In this project, we investigate a deep coupled learning framework to address the problem of matching non-visible face photos against a gallery of visible faces. The coupled framework contains two sub-networks one dedicated to the visible spectrum and the second sub-network dedicated to the non-visible spectrum, as shown in Figure 1. Each sub-network consists of a generative adversarial network architecture. Inspired by the dense network which is capable of maximizing the information flow among features at different levels, we utilize a densely connected encoder-decoder structure as the generator in each GAN sub-network. The coupled GAN framework will be optimized using multiple loss functions. We propose a coupled deep neural network architecture which forces the features from each sub-network to be as close as possible for the same classes in a common latent subspace, while simultaneously preserving information from the input space.
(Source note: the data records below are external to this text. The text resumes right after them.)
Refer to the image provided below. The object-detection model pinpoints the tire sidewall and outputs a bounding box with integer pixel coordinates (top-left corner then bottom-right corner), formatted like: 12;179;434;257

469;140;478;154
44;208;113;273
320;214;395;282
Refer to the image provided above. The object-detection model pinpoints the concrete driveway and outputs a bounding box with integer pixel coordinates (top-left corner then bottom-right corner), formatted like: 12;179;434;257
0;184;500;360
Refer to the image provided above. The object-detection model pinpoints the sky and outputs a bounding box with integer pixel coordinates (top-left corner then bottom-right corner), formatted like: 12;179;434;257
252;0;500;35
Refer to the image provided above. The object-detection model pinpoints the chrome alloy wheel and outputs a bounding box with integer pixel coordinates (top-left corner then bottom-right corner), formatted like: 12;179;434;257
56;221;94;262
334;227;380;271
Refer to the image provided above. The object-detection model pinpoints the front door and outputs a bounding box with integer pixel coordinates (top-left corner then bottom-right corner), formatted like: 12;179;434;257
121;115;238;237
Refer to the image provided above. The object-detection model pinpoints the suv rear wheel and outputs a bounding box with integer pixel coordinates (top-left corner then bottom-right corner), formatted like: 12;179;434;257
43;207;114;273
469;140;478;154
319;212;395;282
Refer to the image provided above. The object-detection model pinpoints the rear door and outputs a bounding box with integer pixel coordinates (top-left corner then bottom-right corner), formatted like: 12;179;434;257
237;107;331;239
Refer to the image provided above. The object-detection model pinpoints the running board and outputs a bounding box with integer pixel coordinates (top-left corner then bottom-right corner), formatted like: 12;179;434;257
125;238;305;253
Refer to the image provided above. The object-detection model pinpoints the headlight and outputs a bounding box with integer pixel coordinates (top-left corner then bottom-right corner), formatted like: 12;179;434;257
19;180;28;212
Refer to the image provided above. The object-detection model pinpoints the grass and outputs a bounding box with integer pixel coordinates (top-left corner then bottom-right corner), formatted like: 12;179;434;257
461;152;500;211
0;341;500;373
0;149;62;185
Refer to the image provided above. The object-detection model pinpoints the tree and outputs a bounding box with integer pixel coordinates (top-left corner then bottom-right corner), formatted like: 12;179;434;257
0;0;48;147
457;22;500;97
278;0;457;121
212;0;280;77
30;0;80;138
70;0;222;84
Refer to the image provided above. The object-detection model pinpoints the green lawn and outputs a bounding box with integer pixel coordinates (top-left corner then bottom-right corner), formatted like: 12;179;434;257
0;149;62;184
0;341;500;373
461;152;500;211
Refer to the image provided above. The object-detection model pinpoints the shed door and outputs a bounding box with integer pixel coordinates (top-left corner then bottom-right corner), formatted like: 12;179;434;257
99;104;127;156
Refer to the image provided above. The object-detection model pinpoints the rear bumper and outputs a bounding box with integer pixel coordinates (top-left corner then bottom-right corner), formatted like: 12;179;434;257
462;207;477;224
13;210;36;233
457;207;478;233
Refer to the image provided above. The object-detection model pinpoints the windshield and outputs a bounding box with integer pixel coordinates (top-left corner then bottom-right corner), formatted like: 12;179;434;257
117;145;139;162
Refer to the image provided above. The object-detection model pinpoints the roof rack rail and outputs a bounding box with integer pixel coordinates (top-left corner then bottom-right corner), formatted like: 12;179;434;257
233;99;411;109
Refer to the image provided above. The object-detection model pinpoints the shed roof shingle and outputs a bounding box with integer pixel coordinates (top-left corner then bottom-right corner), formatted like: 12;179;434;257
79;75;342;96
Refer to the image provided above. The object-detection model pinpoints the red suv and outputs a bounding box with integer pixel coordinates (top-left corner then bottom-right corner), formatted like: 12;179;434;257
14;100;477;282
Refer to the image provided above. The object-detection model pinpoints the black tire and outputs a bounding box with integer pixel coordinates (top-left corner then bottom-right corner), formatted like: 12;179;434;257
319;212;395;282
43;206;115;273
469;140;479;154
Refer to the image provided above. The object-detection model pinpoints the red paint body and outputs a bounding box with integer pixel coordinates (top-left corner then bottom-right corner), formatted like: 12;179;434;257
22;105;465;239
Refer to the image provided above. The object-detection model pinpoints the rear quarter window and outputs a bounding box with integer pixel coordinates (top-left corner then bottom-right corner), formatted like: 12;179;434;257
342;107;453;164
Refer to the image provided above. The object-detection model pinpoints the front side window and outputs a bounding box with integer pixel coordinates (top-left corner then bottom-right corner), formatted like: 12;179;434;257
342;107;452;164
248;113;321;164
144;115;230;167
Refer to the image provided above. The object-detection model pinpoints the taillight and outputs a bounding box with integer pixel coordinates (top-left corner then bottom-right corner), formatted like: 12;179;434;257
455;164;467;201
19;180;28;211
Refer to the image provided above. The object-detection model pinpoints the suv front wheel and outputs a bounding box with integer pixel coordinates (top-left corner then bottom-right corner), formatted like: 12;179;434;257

To achieve the realistic photo reconstruction while preserving the discriminative information.

Fig. 1
Fig. 1.  Figure shows the proposed network using two GAN based sub-networks (Vis-GAN and NVis-GAN) coupled by contrastive loss function. Here, the input to NVis-GAN is the IR polarimetric data (S0, S1, S2). In the case of other IR modalities such as (NIR, MWIR, and LWIR) the framework remains the same and only the input to the NVis-GAN is changed accordingly.